"Ankara Notları”nda bu işkence konusu dizi filmlere benzedi! Kaçıranlar artık kusura bakmasınlar, baştan okusunlar!
Öğretmen LD akşam, ne zaman geleceklerini bilmeden, hücresindeydi. Uyuyordu, saat 01.30 - 02.00, demir kapı açılıyordu: "Kalk bakalım, buyur bakalım hoca!"
"Ne var?"
"Eğlence var, şenlik var!"
Gidiyordu, yine anadan üryan soyunuyordu. Salı günü (26 Aralık) öğleyin başladı bu işkence, 26 Aralıkta tezgâha aldılar, cumartesi öğleye dek ne uyku, ne yiyecek, ne şu, ne bu... Yarım ekmeğin arasına zeytin koydular, bir peynir, bir zeytin, 12 saatte bir, ayakta sürekli bekliyordu. Şöyle anlatıyordu. LD öğretmen:
"Tepiniyorsunuz olduğunuz yerde. Biri geliyor, bağın altından şöyle bir baktım, pantolonuna baktım: Oturun, biraz dinlenin dedi. Tabii bu arada, ayakta dururken biri geliyor paat! Tekmeyle vuruyor saç kapıya. Biri geliyor, bir vuruyor: Duvara yaslanma! Garajda işaret parmağınla dokunacaksın duvara! Salı günü öğleden sonra başladı, cumartesi gününe kadar uyku yok, oturma yok. Adam diyor ki, 'Oturun biraz dinlenin' diyor. Oturuyoruz, içeri giriyor, çıkıyor, aynı adam bağırıyor: Kalkın ulan şerefsizler! Kim dedi size oturun diye?' "Öğretmen olduğunuzu biliyorlar mı?

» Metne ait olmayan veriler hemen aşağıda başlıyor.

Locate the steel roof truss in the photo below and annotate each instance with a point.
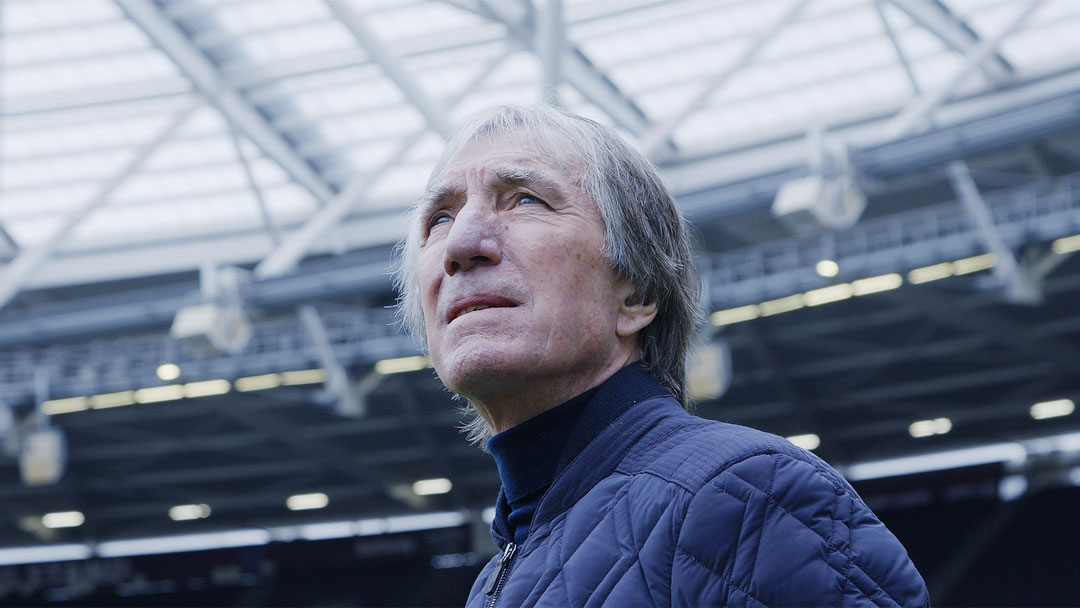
(206, 77)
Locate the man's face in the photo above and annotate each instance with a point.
(514, 286)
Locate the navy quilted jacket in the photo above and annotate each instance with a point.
(666, 509)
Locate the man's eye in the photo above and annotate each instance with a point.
(441, 217)
(528, 200)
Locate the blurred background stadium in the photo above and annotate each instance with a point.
(204, 399)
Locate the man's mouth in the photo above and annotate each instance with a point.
(472, 308)
(466, 307)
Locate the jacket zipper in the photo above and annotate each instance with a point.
(499, 577)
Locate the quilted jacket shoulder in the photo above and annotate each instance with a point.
(666, 509)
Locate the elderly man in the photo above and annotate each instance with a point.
(549, 274)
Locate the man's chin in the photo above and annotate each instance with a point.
(474, 374)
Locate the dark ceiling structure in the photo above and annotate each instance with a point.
(250, 161)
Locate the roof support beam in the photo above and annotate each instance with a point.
(552, 38)
(916, 116)
(8, 245)
(14, 275)
(206, 78)
(895, 46)
(285, 257)
(1020, 286)
(577, 69)
(652, 140)
(435, 116)
(954, 32)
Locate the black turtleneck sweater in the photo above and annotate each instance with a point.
(532, 454)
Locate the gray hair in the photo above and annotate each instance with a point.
(646, 237)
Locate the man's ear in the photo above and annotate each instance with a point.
(633, 316)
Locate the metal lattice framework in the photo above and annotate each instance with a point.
(143, 138)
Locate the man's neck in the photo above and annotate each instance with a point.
(514, 402)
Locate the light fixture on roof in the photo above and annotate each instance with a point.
(827, 268)
(63, 519)
(306, 501)
(430, 487)
(709, 369)
(1054, 408)
(828, 198)
(188, 512)
(808, 441)
(218, 324)
(42, 456)
(929, 428)
(169, 372)
(403, 364)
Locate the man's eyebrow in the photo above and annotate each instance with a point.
(526, 176)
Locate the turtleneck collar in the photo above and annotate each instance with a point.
(531, 455)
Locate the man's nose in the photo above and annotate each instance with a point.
(473, 239)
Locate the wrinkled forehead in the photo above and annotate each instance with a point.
(550, 149)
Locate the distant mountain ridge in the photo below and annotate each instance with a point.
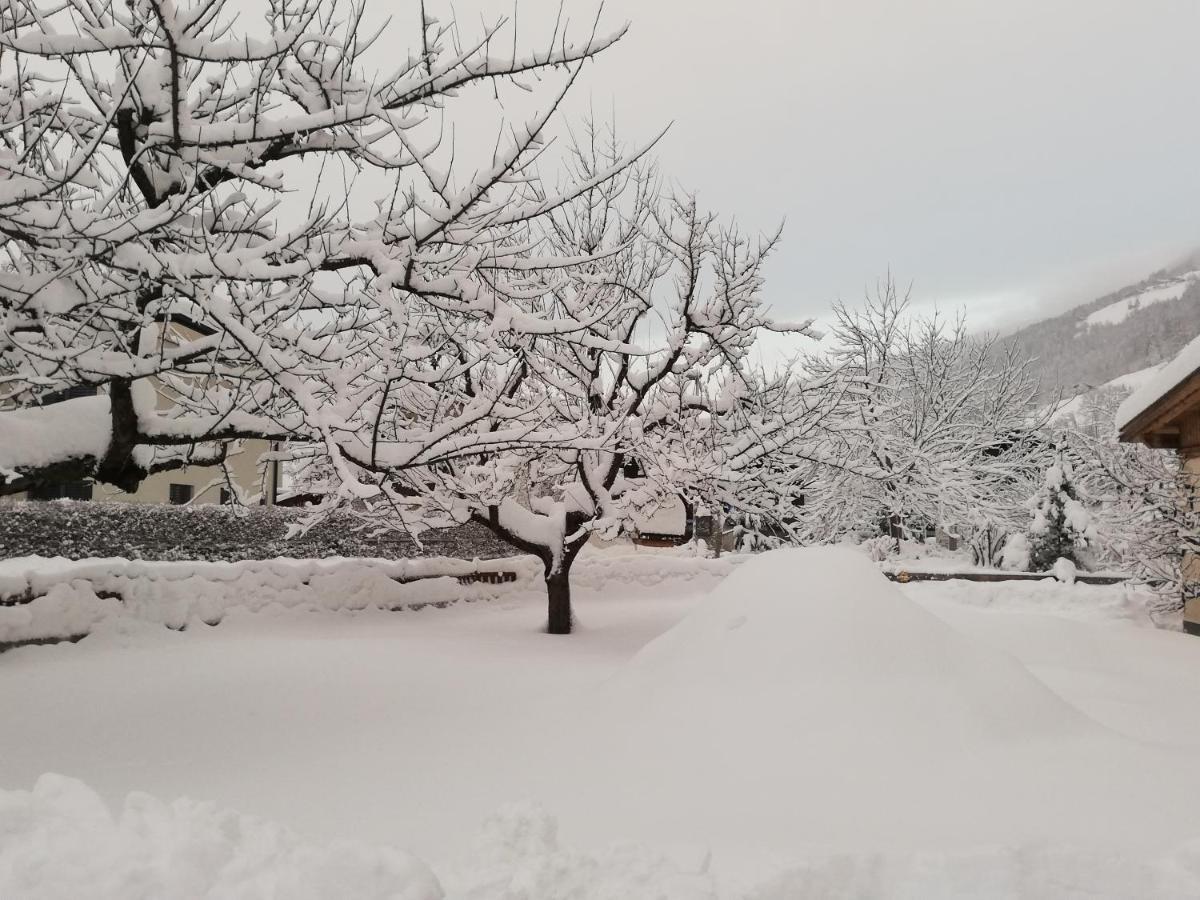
(1128, 330)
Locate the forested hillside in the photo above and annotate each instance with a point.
(1125, 331)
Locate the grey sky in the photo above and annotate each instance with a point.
(1007, 155)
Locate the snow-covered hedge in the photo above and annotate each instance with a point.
(49, 599)
(85, 529)
(54, 599)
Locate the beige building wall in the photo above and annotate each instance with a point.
(1192, 561)
(251, 475)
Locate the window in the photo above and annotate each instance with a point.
(180, 493)
(61, 491)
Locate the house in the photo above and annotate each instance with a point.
(193, 484)
(190, 485)
(1165, 413)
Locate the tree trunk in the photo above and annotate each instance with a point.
(558, 593)
(558, 589)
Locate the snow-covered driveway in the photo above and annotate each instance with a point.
(802, 720)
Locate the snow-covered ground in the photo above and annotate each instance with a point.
(803, 730)
(1117, 312)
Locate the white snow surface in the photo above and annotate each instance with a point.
(1129, 382)
(39, 436)
(804, 729)
(1163, 383)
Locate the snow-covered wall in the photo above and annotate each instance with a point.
(79, 531)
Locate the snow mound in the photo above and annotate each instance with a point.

"Biliyorlar! örneğin geliyor, sesinden tanıdığınızı tahmin ettiğiniz polis, hocam, otur biraz dinlen diyor yavaşça. Aynı anda, bir anda dışarı çıkıyor, paat tekme vuruyor, ordan bir yere: Kalk ayağa! Sesini değiştiriyor, sanki başkasıymış gibi sana numara çekiyor ve hani, insanlığı aşağılamak dediğimiz olay var; insanı aşağılamak... Ve kendinin aşağılıklığını kabul ettirmek ve dolayısıyla da: 'Ben aşağı bir yaratığım. Onlar ne derlerse doğrudur; ben bunu hak ettim!' mantığını yerleştirmeye çalışıyorlar. Ben sürekli şunu dedim: İnsan onuru, hani Bertolt Brecht'in bir şiiri var: 'Ne güçlü bir tankın var generalim/ Ama sürmek için insan ister' diyor ya, hep o aklıma geldi biliyor musunuz? İnsan onuru işkenceye dayanıyor, dayanamayacak hiçbir şey yok!"
"Dayanıyor!"
"Dayanıyor, işkenceye dayanıyor. Dayanamadığın an bayılıyorsun!"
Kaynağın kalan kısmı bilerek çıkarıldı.